En cette première partie de deux, nous allons nous attarder sur les jeunes non expérimentés. Selon des études, les premiers six mois de leur embauche, les jeunes travailleurs sont plus enclin à subir un accident du travail que durant toute leur carrière qui s’amorce. En moyenne chaque année, 8 jeunes meurent au travail. En 2012, 7 sont décédés et de ce nombre, 3 avait moins de 24 ans. Les causes principales étant le transport, frapper par ou contre, exposition à des substances chimiques ou nocives (espace clos). Les gestionnaires des  entrepreneurs doivent mettre en place des systèmes pour protéger ces travailleurs et se doivent de les informer, de leur procurer de l’entraînement, de les supporter et surtout, de les guider au travers du monde complexe de la construction.

Les jeunes travailleurs sont plus à risque, car ils n’ont pas l’expérience nécessaire à l’identification des dangers, ni des mesures à mettre en place pour se protéger.  Ils veulent mettre la charrue en avant des bœufs pour montrer à leur superviseur qu’ils sont bons.
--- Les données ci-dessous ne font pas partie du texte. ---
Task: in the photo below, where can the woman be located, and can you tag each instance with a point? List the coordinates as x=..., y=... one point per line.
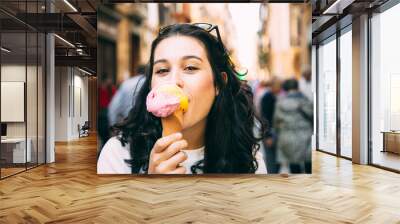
x=217, y=135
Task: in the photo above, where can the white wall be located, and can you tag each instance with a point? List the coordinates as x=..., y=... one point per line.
x=71, y=93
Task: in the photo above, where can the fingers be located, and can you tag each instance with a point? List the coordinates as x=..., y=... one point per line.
x=171, y=163
x=179, y=170
x=162, y=143
x=173, y=149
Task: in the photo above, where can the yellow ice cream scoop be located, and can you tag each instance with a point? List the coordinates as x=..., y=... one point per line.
x=178, y=92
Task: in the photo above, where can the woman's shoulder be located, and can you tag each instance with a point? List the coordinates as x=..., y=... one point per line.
x=112, y=158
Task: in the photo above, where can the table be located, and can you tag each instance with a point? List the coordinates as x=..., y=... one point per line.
x=391, y=141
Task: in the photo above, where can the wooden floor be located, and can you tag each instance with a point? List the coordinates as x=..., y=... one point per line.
x=70, y=191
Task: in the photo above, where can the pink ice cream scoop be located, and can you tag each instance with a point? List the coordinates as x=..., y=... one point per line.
x=164, y=100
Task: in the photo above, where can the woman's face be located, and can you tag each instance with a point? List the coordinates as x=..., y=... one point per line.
x=182, y=60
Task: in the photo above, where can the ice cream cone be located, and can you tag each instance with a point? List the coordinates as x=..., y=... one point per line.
x=172, y=123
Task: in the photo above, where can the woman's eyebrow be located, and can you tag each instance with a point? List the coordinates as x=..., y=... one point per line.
x=160, y=61
x=192, y=56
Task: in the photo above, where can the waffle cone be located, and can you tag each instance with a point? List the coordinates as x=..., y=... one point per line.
x=173, y=123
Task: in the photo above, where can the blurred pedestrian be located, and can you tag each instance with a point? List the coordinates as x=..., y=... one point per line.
x=268, y=102
x=293, y=122
x=106, y=91
x=124, y=99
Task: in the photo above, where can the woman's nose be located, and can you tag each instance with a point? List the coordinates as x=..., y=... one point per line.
x=177, y=79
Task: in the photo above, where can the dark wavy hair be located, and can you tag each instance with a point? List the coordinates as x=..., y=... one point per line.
x=230, y=140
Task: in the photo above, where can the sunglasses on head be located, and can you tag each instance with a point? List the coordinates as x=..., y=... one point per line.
x=208, y=28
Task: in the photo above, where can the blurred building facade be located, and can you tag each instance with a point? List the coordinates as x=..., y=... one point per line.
x=273, y=40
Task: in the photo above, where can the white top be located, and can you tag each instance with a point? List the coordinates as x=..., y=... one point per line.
x=113, y=155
Ils ne veulent pas déplaire, sont gênés de dire leur opinion ou de poser des questions à un autre travailleur plus expérimenté s’ils ont un doute. Après avoir identifié un danger, ils vont attendre de voir si quelqu’un d’autre va en parler. Ils ne sont pas familiers avec le site, ne comprennent pas le pourquoi de certaines règles, etc. Ce n’est pas un de ces facteurs, mais une combinaison de facteurs externes et internes qui peut conduire a l’événement irréparable.

La supervision doit s’assurer que les jeunes travailleurs sont munis de tous les outils indispensables à leur sécurité.

Que ce soit de l’entraînement, une marche explicative du site, un accueil plus détaillé, leur montrer comment porter les EPI mis à leur disposition et lire les méthodes de travail propre au site et à leur corps de métier. Ce n’est pas seulement de leur donner ces outils, il faut aussi s’assurer qu’ils sont utilisés sur le terrain. Tu peux avoir les meilleurs outils sur le marché, s’ils ne sont pas ou mal utilisés, on connait la suite. Le parrainage avec un travailleur expérimenté est aussi un excellent moyen, j’irais même jusqu’à dire que c’est le moyen par excellence pour donner de la bonne expérience à nos jeunes. Il ne faut pas oublier que la moyenne d’âge est de 53 ans et plus dans le domaine de la construction. Donc nos jeunes sont nos futurs superviseurs.  Assurons-nous de bien les former avec une mentalité sécuritaire, pour que la prochaine vague de jeunes travailleurs soit encore plus en sécurité.